CarTrawler has about 100 airlines and 2,500 online travel brand partners on its books. It provides services for a quarter of the top 100 airlines globally, with clients including Alaska Airlines, Jetstar, Swiss, KLM and Emirates.

The company, which has over 425 employees, mainly based in Dundrum in Dublin 14, grew out of a Turley family business, Argus Car Hire.

Controlling stake

The Turley brothers made about €80 million in 2011 when they sold a controlling 75 per cent stake in the business to UK mid-market private equity firm ECI Partners.

They made more than €110 million three years later when they sold their final stake under a deal that saw ECI sell out to BC Partners of London and Insight Venture Partners of New York for about €450 million.

Bloomberg reported earlier this week that CarTrawler’s creditors had rejected a proposal from BC Partners which would have allowed the private-equity firm to keep control despite the creditors taking losses.

The company is registered as ETrawler Unlimited Company but is ultimately controlled by a series of holding companies based in the Isle of Man. BC Partners and Insight were said in 2014 to have used €150 million of debt financing to complete the deal.

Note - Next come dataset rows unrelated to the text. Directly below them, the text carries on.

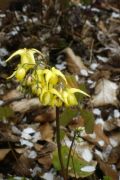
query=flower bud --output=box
[15,67,26,81]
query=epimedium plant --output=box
[6,48,95,180]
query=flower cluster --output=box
[7,48,88,107]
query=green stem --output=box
[56,107,67,180]
[66,132,76,179]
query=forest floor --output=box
[0,0,120,180]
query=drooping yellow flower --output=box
[39,86,63,106]
[6,48,43,81]
[43,67,67,85]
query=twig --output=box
[66,132,76,176]
[56,107,67,180]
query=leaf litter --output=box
[0,0,120,180]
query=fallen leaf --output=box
[0,149,11,161]
[63,48,88,74]
[38,155,52,170]
[92,78,118,107]
[98,160,118,180]
[40,123,53,141]
[103,118,120,131]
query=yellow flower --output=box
[43,67,67,85]
[7,65,26,81]
[6,48,43,81]
[32,68,45,87]
[15,67,26,81]
[39,86,63,106]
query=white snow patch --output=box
[95,118,104,125]
[89,132,96,139]
[90,63,98,71]
[97,56,108,62]
[82,149,93,162]
[80,69,88,77]
[114,109,120,118]
[89,81,96,89]
[98,140,105,146]
[80,166,95,172]
[20,139,33,148]
[95,149,103,160]
[42,172,54,180]
[28,151,37,159]
[102,145,112,161]
[62,137,72,147]
[87,79,94,84]
[55,62,66,71]
[111,12,120,18]
[109,138,118,147]
[32,132,41,142]
[21,127,35,140]
[31,166,41,177]
[93,108,101,116]
[11,126,21,135]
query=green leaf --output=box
[103,176,112,180]
[60,108,78,126]
[52,146,96,178]
[0,106,14,120]
[80,109,95,134]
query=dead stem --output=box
[56,107,67,180]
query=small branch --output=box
[66,132,76,176]
[56,107,67,180]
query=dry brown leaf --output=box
[34,108,56,123]
[85,124,110,147]
[109,131,120,147]
[107,145,120,164]
[92,78,118,107]
[63,48,87,74]
[38,155,52,170]
[103,118,120,131]
[98,160,118,180]
[13,154,33,176]
[10,98,41,113]
[0,149,11,161]
[40,123,53,141]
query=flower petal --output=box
[67,88,90,97]
[52,67,67,84]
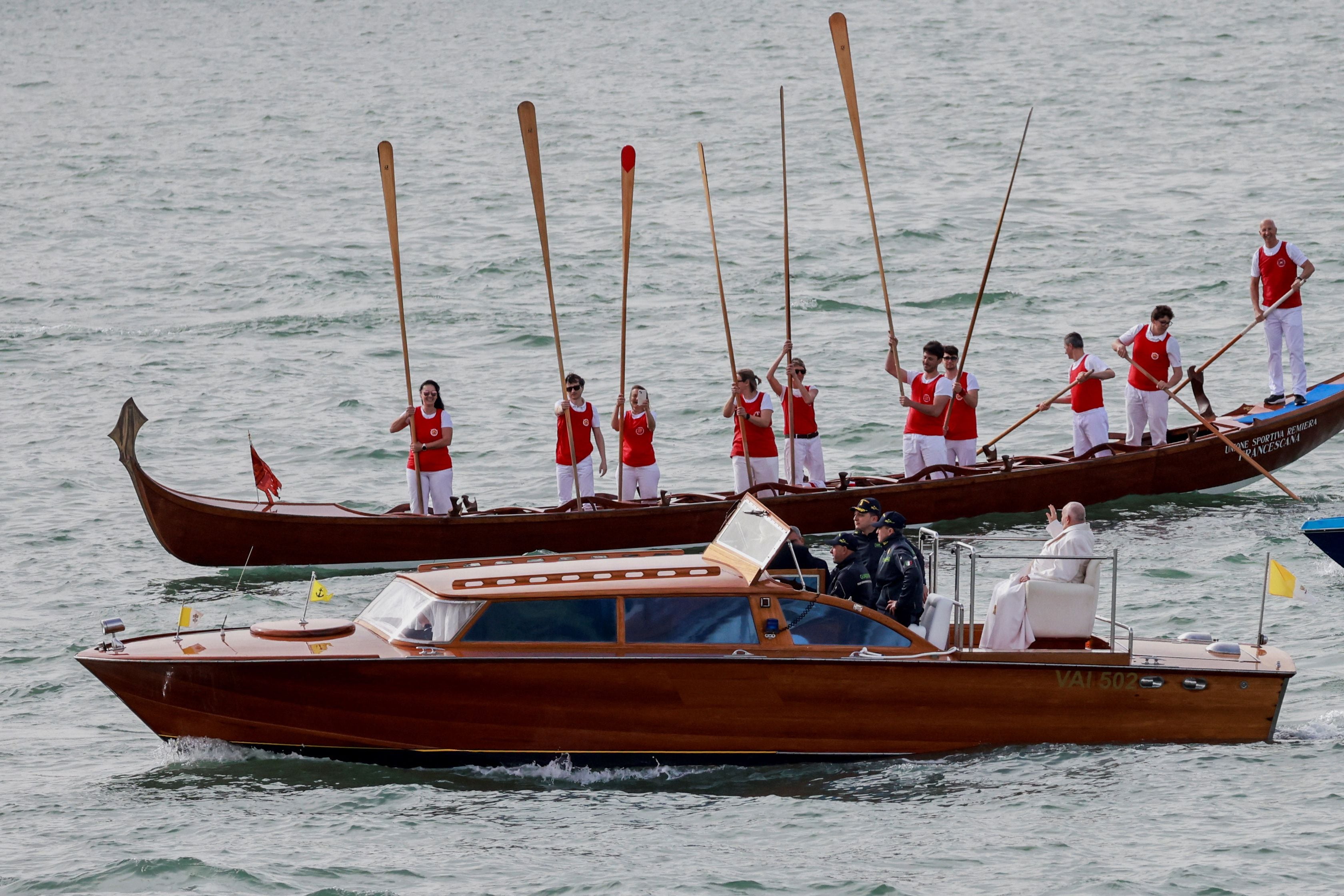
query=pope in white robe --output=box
[980,501,1095,650]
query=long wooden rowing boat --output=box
[110,374,1344,567]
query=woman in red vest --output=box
[723,367,780,497]
[612,384,660,501]
[942,342,980,466]
[1110,305,1180,446]
[751,341,826,489]
[387,380,453,514]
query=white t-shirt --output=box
[1251,240,1306,280]
[906,371,957,398]
[1066,355,1110,376]
[1120,324,1180,367]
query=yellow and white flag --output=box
[1269,560,1316,603]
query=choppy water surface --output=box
[0,1,1344,893]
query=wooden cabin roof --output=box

Cormac Barry, former head of Flutter Entertainment’s Sportsbet operation in Australia, became the group’s chief executive in 2018. It had been surrounded by perennial takeover and initial public offering (IPO) speculation in recent years, with BC Partners and Insight reportedly seeking a price of £600 million (€686 million) for the business in 2017.

CarTrawler recorded profits of €6.6 million on revenues of €164 million for the nine months to the end of September 2018, versus €19.9 million and €201 million respectively for the full year in 2017, according to its latest set of results.